WASHINGTON (AP) -- The $15.1 billion merger of Phillips Petroleum Co. and Conoco Inc. received federal approval Friday, clearing the way for completion of a deal that would create the third-largest U.S. oil and gas company.
The Federal Trade Commission voted 5-0 in favor of the deal, but required the companies to sell refineries in Utah and Colorado and certain operations in Missouri, Illinois, New Mexico, Texas and Washington state.
In Alaska, the merger will mean a reduction of 60 jobs at Phillips Alaska Inc., even though Conoco has little presence in the state. The cuts represent about 6 percent of the company's 950-employee Alaska work force.
Most of the affected employees perform services for Phillips and its subsidiaries such as accounting, computer support and working on tax matters, the company has said.
Joe Simons, director of the FTC's Bureau of Competition, said the agency believes the conditions attached to approval of the deal will help maintain competition in the energy market.
The companies announced in November their intention to merge, forming a firm named ConocoPhillips that would be based in Houston. At the time, the new company's value was estimated to be $35 billion.
The combined company would become the country's top refiner and a gas retailing giant, with about 17,000 filling stations nationwide.
Anticipating the FTC conditions, the companies had already begun selling some facilities.
Phillips, based in Bartlesville, Okla., is selling its Woods Cross refinery near Salt Lake City and 25 gasoline stations in Utah and southern Wyoming. Houston-based Conoco is unloading its 60,000-barrel-a-day refinery in Commerce City, Colo.

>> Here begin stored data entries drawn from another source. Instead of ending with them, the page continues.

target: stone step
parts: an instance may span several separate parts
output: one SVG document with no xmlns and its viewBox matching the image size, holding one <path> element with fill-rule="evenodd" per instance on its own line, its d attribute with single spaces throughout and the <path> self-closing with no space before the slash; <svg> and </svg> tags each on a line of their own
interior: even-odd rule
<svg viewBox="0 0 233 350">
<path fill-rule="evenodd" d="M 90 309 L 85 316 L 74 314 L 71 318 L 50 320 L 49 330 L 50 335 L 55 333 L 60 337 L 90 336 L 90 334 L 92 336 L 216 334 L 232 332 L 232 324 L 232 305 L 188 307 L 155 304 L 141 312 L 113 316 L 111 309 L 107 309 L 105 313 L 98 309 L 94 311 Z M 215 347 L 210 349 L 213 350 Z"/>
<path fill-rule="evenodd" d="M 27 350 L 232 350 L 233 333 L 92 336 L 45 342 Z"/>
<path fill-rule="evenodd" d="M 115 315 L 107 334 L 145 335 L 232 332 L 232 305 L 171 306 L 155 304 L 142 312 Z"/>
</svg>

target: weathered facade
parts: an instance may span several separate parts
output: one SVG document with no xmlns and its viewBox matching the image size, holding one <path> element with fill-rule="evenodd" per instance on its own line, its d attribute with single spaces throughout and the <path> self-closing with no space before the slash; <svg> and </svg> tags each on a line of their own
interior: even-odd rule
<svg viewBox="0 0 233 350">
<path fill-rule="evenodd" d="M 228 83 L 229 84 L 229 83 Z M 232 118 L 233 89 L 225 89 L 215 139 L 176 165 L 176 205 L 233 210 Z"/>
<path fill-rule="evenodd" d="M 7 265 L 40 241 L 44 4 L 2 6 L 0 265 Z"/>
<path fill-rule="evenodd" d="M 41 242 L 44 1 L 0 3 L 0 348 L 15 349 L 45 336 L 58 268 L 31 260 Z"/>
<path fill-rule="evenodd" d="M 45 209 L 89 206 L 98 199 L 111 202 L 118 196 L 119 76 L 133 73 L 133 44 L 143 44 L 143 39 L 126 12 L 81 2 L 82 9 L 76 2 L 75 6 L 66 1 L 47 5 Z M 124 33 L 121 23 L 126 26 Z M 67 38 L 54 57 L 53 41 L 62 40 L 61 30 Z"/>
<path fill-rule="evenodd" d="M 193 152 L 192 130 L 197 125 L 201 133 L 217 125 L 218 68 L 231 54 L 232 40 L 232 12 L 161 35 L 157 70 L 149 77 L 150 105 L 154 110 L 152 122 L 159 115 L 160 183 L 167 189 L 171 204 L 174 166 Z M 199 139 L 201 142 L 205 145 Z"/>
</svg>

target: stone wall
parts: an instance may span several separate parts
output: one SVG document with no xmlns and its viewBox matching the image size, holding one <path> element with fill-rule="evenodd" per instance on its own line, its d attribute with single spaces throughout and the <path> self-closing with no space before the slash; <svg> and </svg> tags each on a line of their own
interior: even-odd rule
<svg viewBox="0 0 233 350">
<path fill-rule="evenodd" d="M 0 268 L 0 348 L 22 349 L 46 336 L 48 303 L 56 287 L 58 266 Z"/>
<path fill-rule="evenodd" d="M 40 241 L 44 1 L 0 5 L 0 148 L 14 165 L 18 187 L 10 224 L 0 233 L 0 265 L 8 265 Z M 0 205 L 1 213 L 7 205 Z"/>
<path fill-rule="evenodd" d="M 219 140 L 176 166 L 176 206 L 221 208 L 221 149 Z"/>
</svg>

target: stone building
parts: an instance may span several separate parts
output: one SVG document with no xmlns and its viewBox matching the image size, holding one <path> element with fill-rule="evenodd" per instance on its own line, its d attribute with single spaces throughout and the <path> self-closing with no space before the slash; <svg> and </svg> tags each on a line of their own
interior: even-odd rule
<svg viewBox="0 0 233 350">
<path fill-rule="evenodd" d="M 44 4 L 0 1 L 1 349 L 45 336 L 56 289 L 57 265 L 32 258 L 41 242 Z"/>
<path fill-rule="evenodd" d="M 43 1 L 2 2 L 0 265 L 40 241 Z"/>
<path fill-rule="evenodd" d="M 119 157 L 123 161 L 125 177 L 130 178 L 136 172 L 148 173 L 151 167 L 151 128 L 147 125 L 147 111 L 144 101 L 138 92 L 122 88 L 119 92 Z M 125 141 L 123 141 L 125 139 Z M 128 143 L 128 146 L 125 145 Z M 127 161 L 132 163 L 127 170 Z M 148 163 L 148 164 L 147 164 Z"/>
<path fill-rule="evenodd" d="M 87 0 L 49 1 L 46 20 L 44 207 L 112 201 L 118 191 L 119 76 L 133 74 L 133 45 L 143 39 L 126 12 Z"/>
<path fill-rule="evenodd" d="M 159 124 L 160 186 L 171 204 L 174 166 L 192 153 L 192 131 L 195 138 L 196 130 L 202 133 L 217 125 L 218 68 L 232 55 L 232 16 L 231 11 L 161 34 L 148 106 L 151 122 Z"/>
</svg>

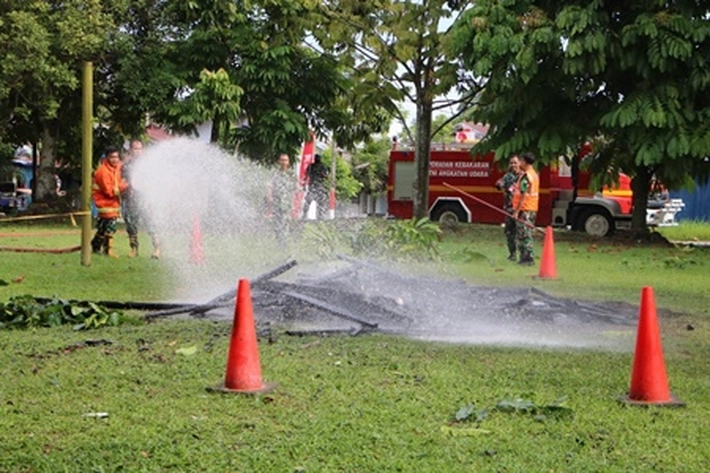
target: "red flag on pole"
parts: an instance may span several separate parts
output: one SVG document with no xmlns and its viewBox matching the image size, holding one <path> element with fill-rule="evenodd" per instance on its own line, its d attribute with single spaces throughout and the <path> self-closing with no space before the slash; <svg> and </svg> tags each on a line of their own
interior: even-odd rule
<svg viewBox="0 0 710 473">
<path fill-rule="evenodd" d="M 303 143 L 303 151 L 298 158 L 298 166 L 296 166 L 296 172 L 298 173 L 298 190 L 294 196 L 292 212 L 292 217 L 295 219 L 301 216 L 303 200 L 305 198 L 305 188 L 308 184 L 308 166 L 313 162 L 315 151 L 316 139 L 313 132 L 310 132 L 310 139 Z"/>
<path fill-rule="evenodd" d="M 310 135 L 310 139 L 303 143 L 303 152 L 298 160 L 298 183 L 301 187 L 305 187 L 307 184 L 308 175 L 306 172 L 308 171 L 308 166 L 310 166 L 313 162 L 313 157 L 315 156 L 316 151 L 315 136 L 313 136 L 313 132 L 310 132 Z"/>
</svg>

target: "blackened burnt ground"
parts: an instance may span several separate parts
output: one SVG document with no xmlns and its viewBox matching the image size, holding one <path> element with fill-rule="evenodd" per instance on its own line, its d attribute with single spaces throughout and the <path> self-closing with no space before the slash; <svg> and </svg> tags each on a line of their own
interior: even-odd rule
<svg viewBox="0 0 710 473">
<path fill-rule="evenodd" d="M 631 304 L 404 275 L 366 261 L 340 263 L 319 274 L 280 274 L 252 284 L 257 325 L 291 335 L 381 331 L 457 343 L 633 349 L 639 309 Z M 232 321 L 234 302 L 199 316 Z"/>
</svg>

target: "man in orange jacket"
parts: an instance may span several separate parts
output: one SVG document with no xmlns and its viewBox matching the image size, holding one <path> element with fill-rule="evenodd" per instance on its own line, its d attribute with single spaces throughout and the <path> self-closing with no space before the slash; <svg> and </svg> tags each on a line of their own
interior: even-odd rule
<svg viewBox="0 0 710 473">
<path fill-rule="evenodd" d="M 532 231 L 535 228 L 540 200 L 540 178 L 533 168 L 534 162 L 535 156 L 532 153 L 522 155 L 520 169 L 523 172 L 513 189 L 513 218 L 518 220 L 516 224 L 516 237 L 520 252 L 518 263 L 522 265 L 534 263 Z"/>
<path fill-rule="evenodd" d="M 96 235 L 91 240 L 94 253 L 104 253 L 118 258 L 113 251 L 113 235 L 116 233 L 116 220 L 121 216 L 121 193 L 128 184 L 121 177 L 121 155 L 117 148 L 106 150 L 105 158 L 94 172 L 91 195 L 98 210 Z"/>
</svg>

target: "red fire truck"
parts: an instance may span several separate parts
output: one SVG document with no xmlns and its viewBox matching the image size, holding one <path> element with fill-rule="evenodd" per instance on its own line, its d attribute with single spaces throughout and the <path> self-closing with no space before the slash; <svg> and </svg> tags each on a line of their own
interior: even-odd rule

The FTC also is requiring Phillips to sell its marketing assets in eastern Colorado; a light petroleum products terminal in Spokane, Wash.; and propane terminal assets in Jefferson City, Mo., and East St. Louis, Ill. Conoco must sell certain natural gas facilities in New Mexico and Texas, the FTC said.
The FTC had said the original merger proposal would have reduced competition, allowing ConocoPhillips to raise prices.
The deal would create the world's sixth-largest oil and gas company. In the United States, ConocoPhillips would be No. 3 behind Exxon Mobil Corp. and ChevronTexaco Corp.
Shareholders approved the deal in March.
Conoco sells gasoline, diesel fuel, and other petroleum products at 5,000 outlets in the United States, while Phillips sells fuel at more than 12,000 stations under brands such as Phillips 66, Circle K, and 76.
Phillips shareholders will get one share of ConocoPhillips stock for each Phillips share they own while Conoco shareholders will get .4677 shares of the new stock for each of their shares. That means Phillips shareholders will end up with a 57 percent stake in the new company and Conoco shareholders will own 43 percent.
The 16-member board will have eight members each from Phillips and Conoco. Conoco chairman Archie Dunham is to be chairman until 2004, when Phillips chairman Jim Mulva, who will be CEO, takes over.
In late-afternoon trading, Phillips shares were at $52.97 a share, up $1.42. Conoco shares were at 24.75, up 80 cents.